Remember when talk of a looming digital currency was all the fashion?
Flashback to 2009, the big global recession had hit, banks were failing and consumers weren’t sure if their savings accounts would be there in the morning. This unease sparked the launch of Bitcoin, an encrypted digital currency that promised to revolutionize the world economy by ending hard cash, releasing money free from the meddling hands of government regulators and the clutches of rapacious bankers.
The currency caught everyone’s interest, becoming the star of the financial pages, and its worth soared, reaching a high of $1,200 per Bitcoin in 2013. But like all economic fads, these digital dineros faded from the headlines. Beset by electronic exchange breakdowns, theft, the closure of Silk Road (the online drug-trading portal that relied on Bitcoins) and efforts by governments to regulate them out of existence, the currency is not only stalled in value but seems suddenly passé, except, of course, among residents of the geeksphere.
When they recently failed to realize an expected spike in value from Greeks affected by bank withdrawal restrictions, former Bitcoin-backers were left scratching their heads, offering conflicting arguments for why the currency is stuck in the $250 range. Now, giant fashion retailer H&M is turning the idea of a digital currency on its head, removing it from the shadowy and spasmodic world of online exchanges and employing it as a positive force.

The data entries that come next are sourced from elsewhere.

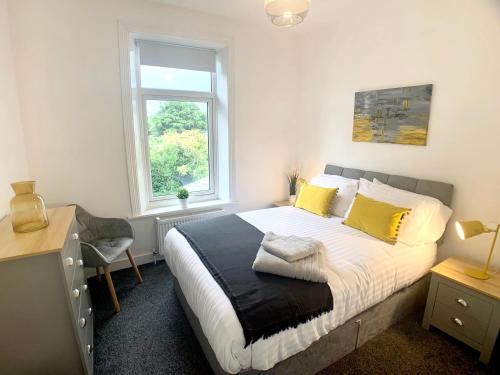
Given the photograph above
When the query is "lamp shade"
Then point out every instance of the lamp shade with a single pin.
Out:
(467, 229)
(287, 12)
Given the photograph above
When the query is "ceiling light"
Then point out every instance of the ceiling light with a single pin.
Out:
(287, 12)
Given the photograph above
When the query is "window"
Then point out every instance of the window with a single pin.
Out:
(176, 117)
(179, 130)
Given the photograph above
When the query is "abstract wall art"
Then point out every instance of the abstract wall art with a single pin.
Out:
(399, 115)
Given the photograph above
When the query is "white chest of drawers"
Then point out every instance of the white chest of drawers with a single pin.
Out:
(46, 317)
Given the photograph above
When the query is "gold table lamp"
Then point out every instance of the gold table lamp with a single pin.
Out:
(467, 229)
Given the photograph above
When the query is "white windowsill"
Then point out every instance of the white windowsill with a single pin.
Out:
(177, 210)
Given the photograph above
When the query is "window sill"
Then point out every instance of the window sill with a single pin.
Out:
(177, 210)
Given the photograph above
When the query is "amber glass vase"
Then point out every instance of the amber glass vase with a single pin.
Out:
(27, 208)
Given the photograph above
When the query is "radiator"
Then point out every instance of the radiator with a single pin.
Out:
(163, 225)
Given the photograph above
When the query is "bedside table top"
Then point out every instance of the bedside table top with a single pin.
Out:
(453, 269)
(282, 204)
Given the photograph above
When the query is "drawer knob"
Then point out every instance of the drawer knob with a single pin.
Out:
(457, 321)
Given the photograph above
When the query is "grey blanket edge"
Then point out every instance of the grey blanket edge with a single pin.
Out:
(254, 327)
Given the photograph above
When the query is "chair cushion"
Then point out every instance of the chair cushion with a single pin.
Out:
(111, 248)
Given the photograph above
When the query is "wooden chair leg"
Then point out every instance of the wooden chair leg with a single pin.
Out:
(134, 266)
(111, 288)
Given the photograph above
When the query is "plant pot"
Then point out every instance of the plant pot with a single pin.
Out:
(183, 203)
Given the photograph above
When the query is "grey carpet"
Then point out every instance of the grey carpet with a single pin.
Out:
(152, 336)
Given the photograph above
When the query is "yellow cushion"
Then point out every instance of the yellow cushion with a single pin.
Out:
(315, 199)
(378, 219)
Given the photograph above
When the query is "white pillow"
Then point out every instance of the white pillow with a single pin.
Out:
(347, 189)
(427, 221)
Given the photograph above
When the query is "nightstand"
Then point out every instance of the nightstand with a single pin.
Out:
(463, 307)
(282, 204)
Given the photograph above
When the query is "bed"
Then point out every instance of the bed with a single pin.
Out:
(373, 285)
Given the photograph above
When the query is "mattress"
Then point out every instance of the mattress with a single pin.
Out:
(362, 272)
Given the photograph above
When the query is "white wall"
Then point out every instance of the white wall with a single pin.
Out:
(69, 81)
(13, 165)
(453, 44)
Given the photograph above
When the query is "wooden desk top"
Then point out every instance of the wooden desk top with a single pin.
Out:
(47, 240)
(453, 269)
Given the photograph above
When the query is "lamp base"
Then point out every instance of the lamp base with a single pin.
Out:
(477, 273)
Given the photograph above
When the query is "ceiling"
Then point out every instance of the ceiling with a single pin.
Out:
(322, 11)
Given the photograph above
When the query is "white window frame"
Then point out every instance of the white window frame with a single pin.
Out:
(222, 147)
(210, 98)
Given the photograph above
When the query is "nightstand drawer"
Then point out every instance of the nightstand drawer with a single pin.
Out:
(454, 319)
(466, 303)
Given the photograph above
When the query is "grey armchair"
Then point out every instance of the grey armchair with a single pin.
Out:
(102, 241)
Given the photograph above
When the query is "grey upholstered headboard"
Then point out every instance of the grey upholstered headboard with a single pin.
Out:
(439, 190)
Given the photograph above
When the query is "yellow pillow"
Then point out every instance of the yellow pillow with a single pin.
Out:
(378, 219)
(315, 199)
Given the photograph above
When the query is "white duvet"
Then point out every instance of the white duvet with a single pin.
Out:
(362, 271)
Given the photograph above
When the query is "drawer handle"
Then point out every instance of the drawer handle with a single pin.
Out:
(457, 321)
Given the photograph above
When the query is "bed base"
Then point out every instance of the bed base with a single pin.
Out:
(336, 344)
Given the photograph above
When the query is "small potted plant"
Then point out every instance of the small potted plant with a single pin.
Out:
(183, 195)
(293, 177)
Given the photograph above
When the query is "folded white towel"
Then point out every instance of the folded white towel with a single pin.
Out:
(310, 268)
(290, 248)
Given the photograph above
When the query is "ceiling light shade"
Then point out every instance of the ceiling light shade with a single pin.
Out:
(287, 12)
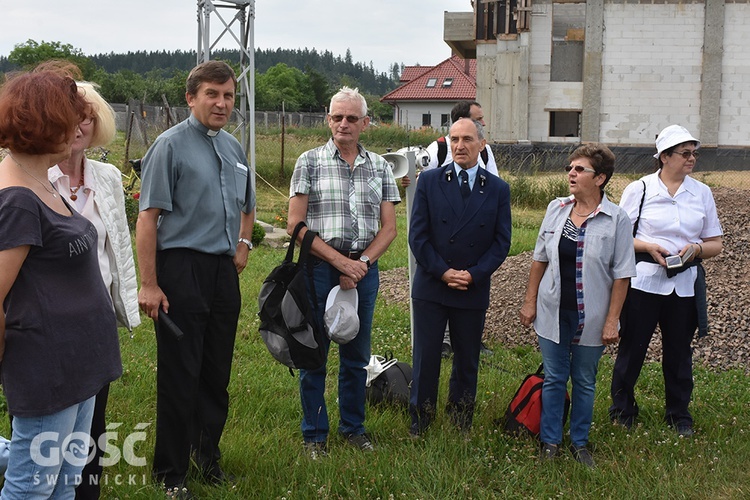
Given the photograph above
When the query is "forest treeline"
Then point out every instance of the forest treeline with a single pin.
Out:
(298, 79)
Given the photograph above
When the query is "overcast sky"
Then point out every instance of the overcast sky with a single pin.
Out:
(381, 31)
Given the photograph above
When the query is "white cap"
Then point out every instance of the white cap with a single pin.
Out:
(672, 136)
(341, 317)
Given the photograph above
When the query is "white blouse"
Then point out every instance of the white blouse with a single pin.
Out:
(672, 222)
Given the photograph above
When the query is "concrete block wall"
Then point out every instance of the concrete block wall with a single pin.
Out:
(734, 109)
(651, 70)
(539, 87)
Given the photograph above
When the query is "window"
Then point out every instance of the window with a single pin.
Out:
(564, 123)
(568, 35)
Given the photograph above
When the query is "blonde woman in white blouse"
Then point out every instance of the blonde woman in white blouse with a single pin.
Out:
(675, 216)
(94, 189)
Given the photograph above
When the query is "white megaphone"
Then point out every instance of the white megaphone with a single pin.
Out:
(399, 164)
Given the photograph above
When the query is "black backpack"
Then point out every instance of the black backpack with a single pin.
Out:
(287, 324)
(443, 152)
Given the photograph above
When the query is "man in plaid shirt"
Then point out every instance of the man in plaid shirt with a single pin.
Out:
(347, 195)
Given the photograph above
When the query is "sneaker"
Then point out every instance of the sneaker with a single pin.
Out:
(447, 350)
(484, 350)
(548, 451)
(361, 441)
(582, 455)
(316, 449)
(178, 491)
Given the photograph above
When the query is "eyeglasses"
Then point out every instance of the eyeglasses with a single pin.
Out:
(686, 154)
(349, 118)
(579, 169)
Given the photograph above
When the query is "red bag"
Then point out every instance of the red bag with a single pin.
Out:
(524, 413)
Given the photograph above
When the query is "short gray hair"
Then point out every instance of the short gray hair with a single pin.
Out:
(479, 126)
(349, 94)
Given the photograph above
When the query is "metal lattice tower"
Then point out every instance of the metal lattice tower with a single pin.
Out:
(240, 27)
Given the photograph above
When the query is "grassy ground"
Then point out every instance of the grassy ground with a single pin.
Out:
(262, 441)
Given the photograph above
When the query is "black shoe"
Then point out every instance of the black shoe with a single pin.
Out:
(684, 430)
(215, 475)
(316, 449)
(484, 350)
(446, 351)
(178, 491)
(618, 418)
(361, 441)
(548, 451)
(582, 456)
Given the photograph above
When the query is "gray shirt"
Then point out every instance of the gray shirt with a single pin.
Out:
(200, 180)
(607, 255)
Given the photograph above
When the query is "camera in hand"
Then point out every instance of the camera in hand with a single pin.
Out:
(674, 261)
(170, 325)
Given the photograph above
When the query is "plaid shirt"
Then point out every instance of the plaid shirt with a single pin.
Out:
(344, 203)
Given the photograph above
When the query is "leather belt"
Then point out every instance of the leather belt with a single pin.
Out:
(350, 254)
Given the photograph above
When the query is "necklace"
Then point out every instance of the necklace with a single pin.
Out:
(583, 215)
(74, 190)
(50, 190)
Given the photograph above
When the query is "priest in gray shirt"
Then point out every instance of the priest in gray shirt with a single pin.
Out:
(197, 210)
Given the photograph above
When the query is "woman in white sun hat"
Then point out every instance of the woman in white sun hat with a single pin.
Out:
(672, 215)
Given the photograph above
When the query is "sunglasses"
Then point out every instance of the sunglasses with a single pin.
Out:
(579, 169)
(686, 154)
(349, 118)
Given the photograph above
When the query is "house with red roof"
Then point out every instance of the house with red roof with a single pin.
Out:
(428, 93)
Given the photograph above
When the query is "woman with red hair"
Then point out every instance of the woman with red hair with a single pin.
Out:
(58, 349)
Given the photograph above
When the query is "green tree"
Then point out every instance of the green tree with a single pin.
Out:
(29, 54)
(283, 84)
(320, 88)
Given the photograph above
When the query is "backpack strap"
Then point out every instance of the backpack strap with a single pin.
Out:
(304, 254)
(442, 150)
(293, 242)
(640, 209)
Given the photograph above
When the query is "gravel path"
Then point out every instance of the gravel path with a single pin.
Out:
(727, 276)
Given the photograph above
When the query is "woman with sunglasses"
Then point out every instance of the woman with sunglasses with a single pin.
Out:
(94, 189)
(582, 264)
(673, 215)
(58, 333)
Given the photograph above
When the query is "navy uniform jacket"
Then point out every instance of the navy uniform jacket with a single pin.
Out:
(444, 234)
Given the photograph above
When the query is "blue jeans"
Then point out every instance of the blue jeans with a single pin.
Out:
(354, 356)
(47, 454)
(562, 361)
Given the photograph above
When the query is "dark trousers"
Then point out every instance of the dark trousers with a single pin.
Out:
(677, 319)
(193, 373)
(466, 327)
(92, 472)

As part of its Global Program for Education, the H&M Conscious Foundation is now issuing Unicoins, a digital currency “dedicated to good.” When a child uploads a drawing of what he or she wants to be when they grow up to unicoins.org, they’ll receive a Unicoin in exchange, a “currency” whose unchanging value is set at one notebook and one pencil. These invaluable tools of learning will be given to UNICEF and distributed to children in the developing world who lack access to early education, giving these youngsters “the best possible start in life.”
Digital currencies may come and go but charitable acts never seem to go out of fashion. Get the grandkids drawing.